In base all’attuale calendario, il Ddl di Riforma fiscale dovrebbe arrivare in Aula a Montecitorio subito dopo Pasqua, il 19 aprile, ma l’appuntamento rischia ancora una volta di saltare, a meno che il Governo non decida per il voto di fiducia. I nodi irrisolti restano le nuove aliquote di tassazione per le rendite finanziarie (compresa cedolare secca e titoli di stato) e la richiesta del Centrodestra di rendere vincolanti i pareri delle commissioni sui ddl attuativi della delega.
Una volta approvato il ddl delega, il Governo è infatti chiamato ad approvare i decreti legislativi attuativi, sui quali di norma è previsto un passaggio parlamentare con pareri che però non sono vincolanti. La richiesta è quella di blindare questi passaggi, ancorandovi l’attuazione della delega. L’obiettivo è assicurare che la riforma non preveda aumenti della pressione fiscale.
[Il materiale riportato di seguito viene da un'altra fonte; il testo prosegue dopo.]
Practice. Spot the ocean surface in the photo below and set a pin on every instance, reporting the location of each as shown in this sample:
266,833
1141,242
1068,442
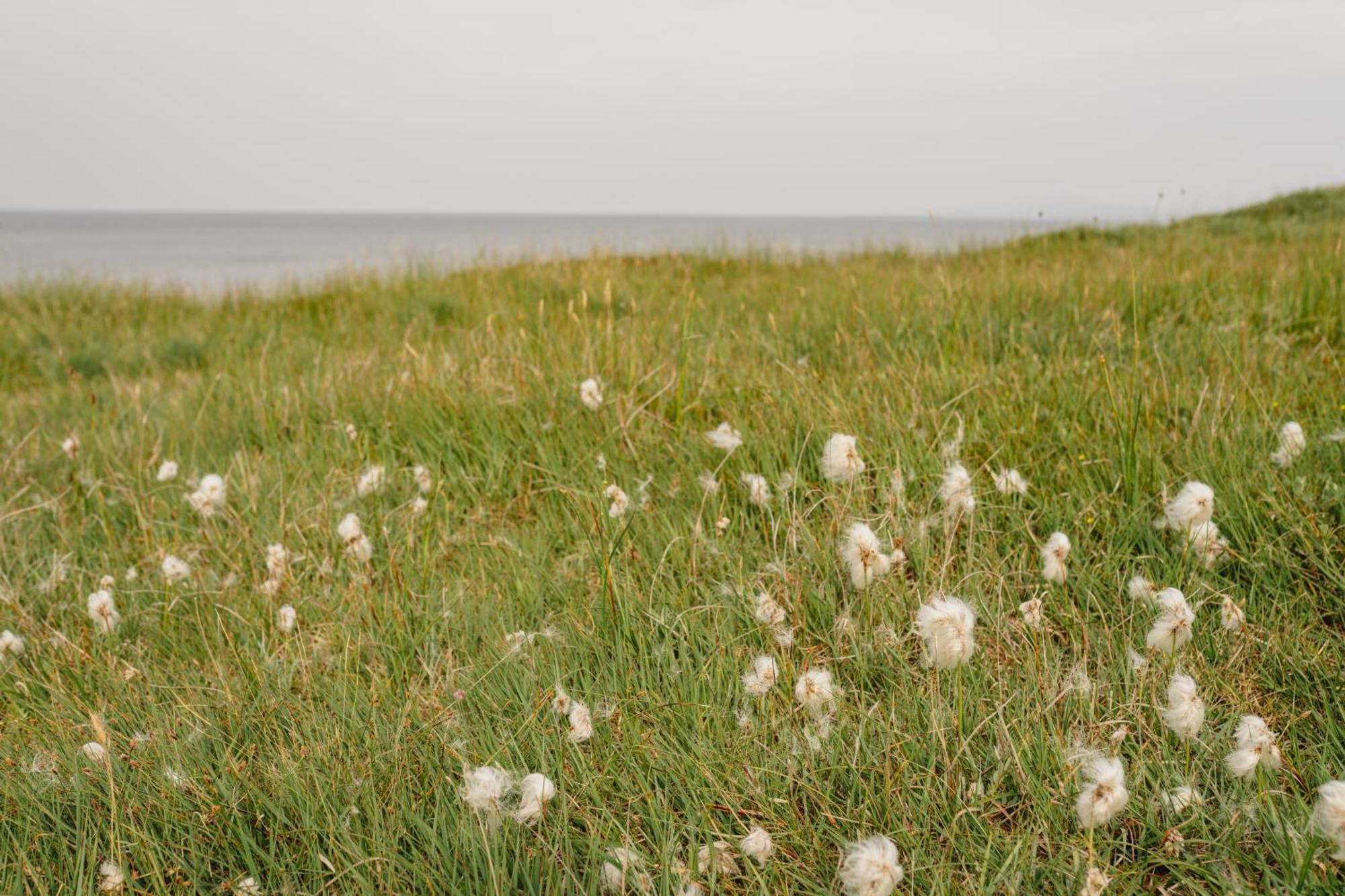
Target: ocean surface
217,252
E nel testo della delega c’è anche un’esplicita clausola che non consente di alzare le tasse con i decreti attuativi.
Nonostante la clausola, il timore è che in fase attuativa si introducano ad esempio aliquote penalizzanti rispetto a quelle attuali, dal momento che il testo della riforma mira ad un sistema duale per un periodo transitorio per poi convergere verso un’aliquota unica, che potrebbe aumentare le tasse sugli affitti con cedolare secca e sui titoli di stato tassati in misura ridotta.
Questo secondo nodo si riconnette dunque anche al primo, ossia alla tassazione delle rendite finanziarie, e all’opposizione del centrodestra al meccanismo previsto dall’attuale formulazione della delega: applicazione a regime della medesima aliquota proporzionale di tassazione e, in via transitoria, di due aliquote di tassazione proporzionale, ai redditi derivanti dall’impiego del capitale, anche nel mercato immobiliare. Significa modificare la cedolare secca sugli affitti, che oggi va dal 10 al 21%, ma anche la tassazione sui titoli di Stato, che è al 12,5%. Il rischio è l’innalzamento delle aliquote più basse, che potrebbero convergere nel tempo verso il 26%.
Senza un accordo di massima, per arrivare in Aula il Governo dovrà dunque mettere la fiducia. Il giornata, comunque, c’è stato un nuovo vertice politico al termine del quale sembrano essersi create le condizioni per riprendere un dialogo costruttivo dopo Pasqua.